Fair Isle
"Fair Isle is one of those places where your reasons for leaving keep accumulating but you keep not leaving."
Getting There Is the Point
Fair Isle sits 38 kilometers southwest of the Shetland Mainland and 43 kilometers north of Orkney, which means it’s close to nothing. The ferry from Grutness near Sumburgh runs two or three times a week depending on season and weather, and takes about two and a half hours. There’s also a small plane from Tingwall airport that does the crossing in twenty minutes and requires a level of confidence in small aircraft that I found necessary to cultivate. Both options are weather-dependent. Both are correct.
I took the ferry out and the plane back. The ferry gave me time to watch Fair Isle resolve from a flat shape on the horizon into something with dimension — cliffs first on the south end, then the crofting ground across the middle, then the observatory buildings near the north end. The plane gave me the view from above of the whole thing at once, which is the most useful way to understand Fair Isle’s geography: a green rectangle of agricultural land, ciff-girdled, with a small harbor cut into the east coast that looks too modest for the ambition of visiting it.
The Observatory and the Birds
The George Waterston Memorial Centre and Observatory has been recording bird sightings on Fair Isle since 1948. The island sits on the migratory flyway between northern Europe and Britain, and in spring and autumn, exhausted migrants land here in concentrations that make serious birdwatchers genuinely emotional. I am not a serious birdwatcher and still found myself peering at things with borrowed binoculars at seven in the morning in a way that felt uncharacteristic.
The common residents — puffins on the south cliffs, gannets offshore, skuas on the moorland — are immediately compelling even without specialist knowledge. The autumn rarity season, when Siberian and North American vagrants turn up disoriented on the island, is what the observatory was built for. If you see a cluster of people with telescopes all pointing at the same bush, approach cautiously. Something unusual is in that bush.
The Knitting
Fair Isle knitting — the distinctive stranded colorwork patterns worked in wool, traditionally two colors per row from a rotating palette — is one of the more genuinely specific craft traditions in the British Isles.
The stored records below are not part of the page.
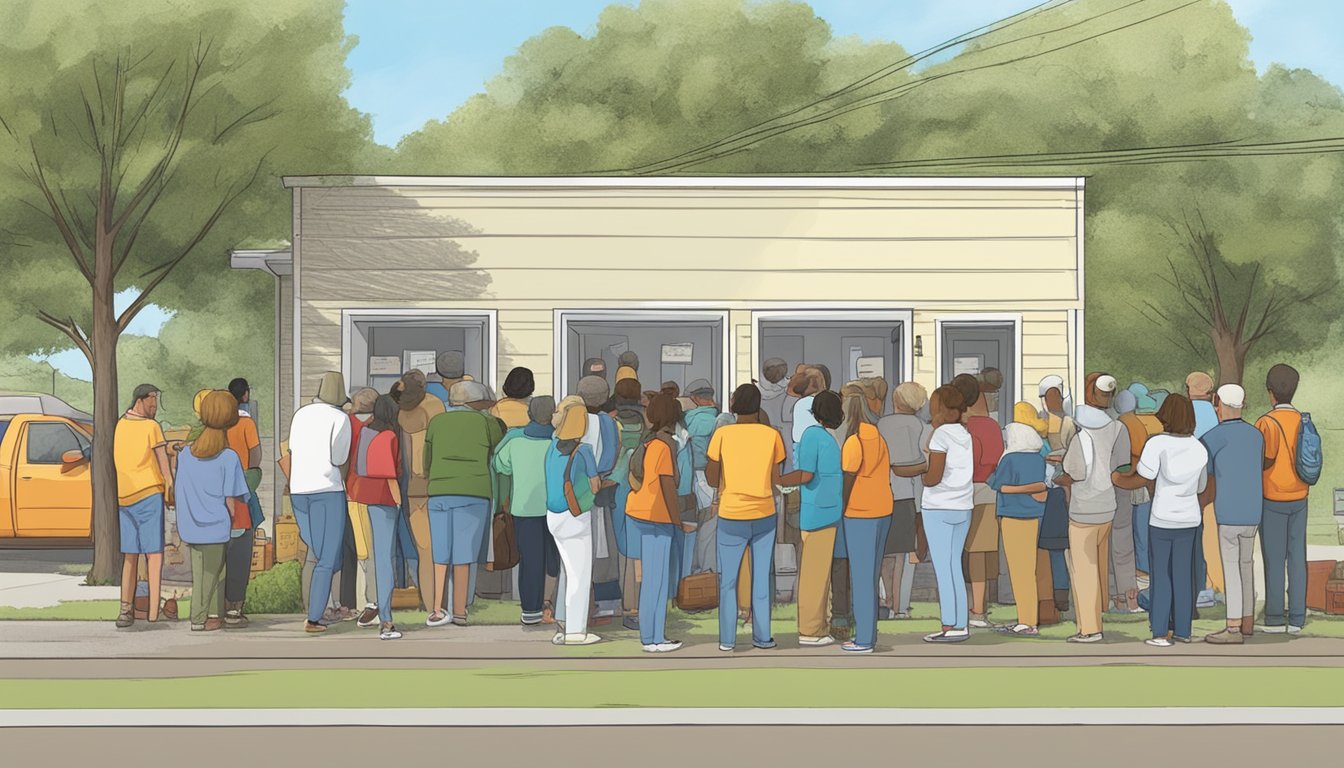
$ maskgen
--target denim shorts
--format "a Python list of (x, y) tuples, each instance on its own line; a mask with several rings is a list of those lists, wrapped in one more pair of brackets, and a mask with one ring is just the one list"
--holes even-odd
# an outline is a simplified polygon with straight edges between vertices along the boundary
[(159, 554), (164, 550), (164, 495), (117, 507), (122, 554)]
[(491, 500), (476, 496), (430, 496), (429, 541), (434, 565), (472, 565), (485, 553)]

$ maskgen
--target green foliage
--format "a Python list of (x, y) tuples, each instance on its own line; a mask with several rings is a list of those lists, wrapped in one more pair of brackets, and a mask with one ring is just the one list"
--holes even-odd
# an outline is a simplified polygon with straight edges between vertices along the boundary
[(247, 585), (245, 613), (302, 613), (304, 566), (300, 562), (282, 562), (270, 570), (258, 573)]

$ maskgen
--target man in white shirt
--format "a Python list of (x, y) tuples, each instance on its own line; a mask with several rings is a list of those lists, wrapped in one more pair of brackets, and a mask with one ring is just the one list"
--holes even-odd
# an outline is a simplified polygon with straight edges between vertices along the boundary
[(345, 483), (351, 424), (341, 410), (349, 402), (339, 373), (323, 374), (317, 397), (289, 424), (289, 503), (298, 534), (317, 560), (308, 596), (308, 632), (324, 632), (323, 611), (331, 599), (332, 573), (345, 535)]

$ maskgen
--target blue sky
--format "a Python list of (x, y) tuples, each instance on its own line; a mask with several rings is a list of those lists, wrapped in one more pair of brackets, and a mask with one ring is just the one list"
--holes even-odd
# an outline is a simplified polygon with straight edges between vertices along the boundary
[[(888, 39), (922, 50), (1039, 0), (812, 0), (837, 35)], [(449, 114), (499, 73), (504, 58), (547, 27), (591, 34), (610, 0), (349, 0), (345, 28), (359, 36), (347, 97), (374, 116), (378, 141), (392, 145), (427, 120)], [(634, 0), (625, 0), (636, 5)], [(1344, 3), (1231, 0), (1253, 35), (1251, 58), (1308, 67), (1344, 83)]]
[[(636, 0), (622, 0), (636, 5)], [(988, 24), (1039, 0), (812, 0), (836, 35), (896, 40), (917, 51)], [(547, 27), (593, 34), (610, 0), (348, 0), (345, 28), (359, 38), (349, 55), (351, 104), (374, 116), (378, 141), (388, 145), (448, 116), (484, 89), (519, 44)], [(1308, 67), (1344, 83), (1344, 1), (1230, 0), (1251, 31), (1251, 59)], [(118, 296), (118, 311), (133, 296)], [(171, 317), (146, 307), (128, 332), (156, 336)], [(39, 358), (40, 359), (40, 358)], [(89, 379), (77, 350), (50, 358), (69, 375)]]

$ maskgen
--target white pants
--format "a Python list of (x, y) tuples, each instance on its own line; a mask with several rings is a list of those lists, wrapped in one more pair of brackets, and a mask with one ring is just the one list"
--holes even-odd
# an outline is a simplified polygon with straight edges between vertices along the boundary
[(589, 594), (593, 590), (593, 512), (574, 516), (570, 512), (547, 512), (546, 525), (560, 551), (560, 574), (564, 594), (566, 635), (587, 635)]

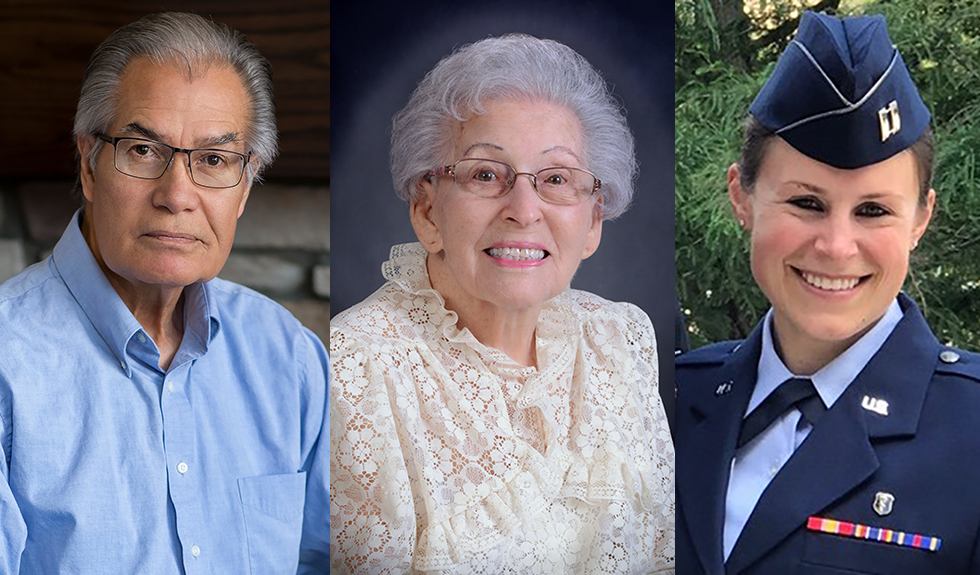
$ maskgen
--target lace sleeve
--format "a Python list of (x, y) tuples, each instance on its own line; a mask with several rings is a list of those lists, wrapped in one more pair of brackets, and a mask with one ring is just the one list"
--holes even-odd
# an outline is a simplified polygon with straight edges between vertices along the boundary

The patterns are not Norse, not Scottish, not specifically Celtic, though all three cultural streams contributed to the island’s history. The designs that became famous from the 1920s onward, when Edward VIII was photographed wearing a Fair Isle sweater at St Andrews, are a local synthesis.
The island community still produces authentic Fair Isle knitwear. I visited a crofter who sold from her home, where three finished jumpers were draped over a chair by the window. She explained the construction — worked in the round on circular needles, steeked and cut where armholes are needed — with the patience of someone who has explained this to curious visitors many times but doesn’t find it tiresome. The prices reflected what the work takes to produce. I bought a hat that I wear with uncharacteristic consistency.
The Community Itself
Sixty-odd people live on Fair Isle permanently, a number that has fluctuated over the decades. The island has a school, a medical nurse, a community hall, a shop. It generates much of its own electricity from wind turbines. The relationship between the resident population and the seasonal observatory guests and the visiting birdwatchers is not always tension-free — it never is in small island communities where visitors outnumber residents — but what I observed was a functioning place that had made peace with its own circumstances in a way I found genuinely admirable.
When to go: May for spring migrants and puffin arrivals; September–October for the autumn rarity season. Accommodation at the observatory must be booked well in advance. Check weather forecasts obsessively before travel — the island can be cut off by weather for several days at a time, which is either a disaster or a gift depending on your schedule.